Poco le importó la realidad cruel, cruenta, desgraciada y oprobiosa a los hipócritas que se arrellanan en los sillones de la ONU bien al abrigo, poco le importó a Mahmoud Abbas a pesar de saber que el acuerdo de Aqaba iba a funcionar de alguna manera, aunque él quiera salvar su cuello aplaudiendo crímenes. No hubo lágrimas en el mundo por los tres chiquilines asesinados en 48 horas. Pero en Israel sí se vertieron lágrimas. Nosotros estábamos esa semana allí por razones laborales y vimos los rostros de los padres, los abuelos, los hermanos, los vecinos de los tres chicos. Escuchamos a las madres cuando dijeron que ¡basta de que los padres entierren a los hijos!. Las escuchamos cuando dijeron que, en lugar de llevarlos a la jupá, los llevaron al cementerio, a una tumba y al silencio de árboles tronchados.

 

Ayer miércoles, el coordinador especial de la ONU para el proceso de paz en Oriente Medio (un título tragicómico), Tor Wennesland, dijo:” Condeno la violencia de los colonos contra los palestinos y condeno los ataques palestinos contra israelíes. Me alarman los acontecimientos que se produjeron ayer durante una operación israelí en Jenín, que se saldó con intercambios armados entre las fuerzas de seguridad israelíes y palestinos armados”.

 

Sr. Wennesland, condene tranquilo porque es bastante notorio que sólo lo escuchan algunas agencias noticiosas para rellenar espacios.

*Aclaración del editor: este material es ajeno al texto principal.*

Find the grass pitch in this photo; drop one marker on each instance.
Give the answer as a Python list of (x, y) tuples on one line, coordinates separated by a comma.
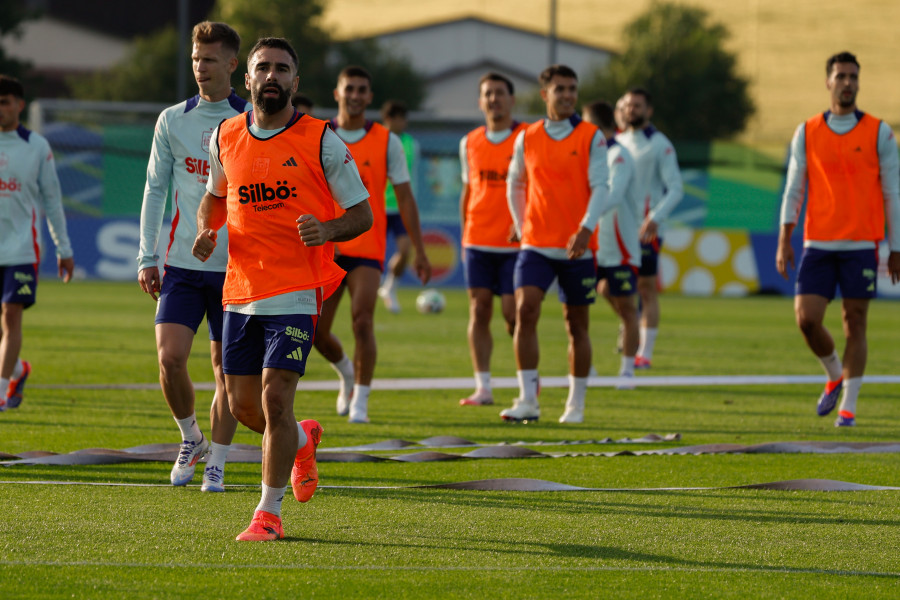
[(156, 541)]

Usted sabe que en Jenín fue encontrado el asesino de los hermanos Yaniv junto a otros cómplices y que a pesar de sus declaraciones que deberían dar vergüenza a usted por auto estima y a sus jefes por lo que callan y otorgan, todo lo que pueda funcionar del acuerdo de Aqaba, va a suceder.

 

Va a suceder aunque usted sea parte de la farsa de las decenas de resoluciones en la ONU que sólo ayudan a Irán, Hamas y Yihad Islámica, aunque potencias con derecho a veto culpables de crímenes de guerra se abroguen el derecho de golpear al mundo con su toxicidad venenosa.

 

Israel toma en serio su seguridad nacional desde antes de nacer, porque un error equivale a la existencia. Así de simple. Usted Wennesland condene lo que quiera. Para eso trabaja donde trabaja. La lucha por la vida es otra historia, ajena a usted y quienes lo acompañan.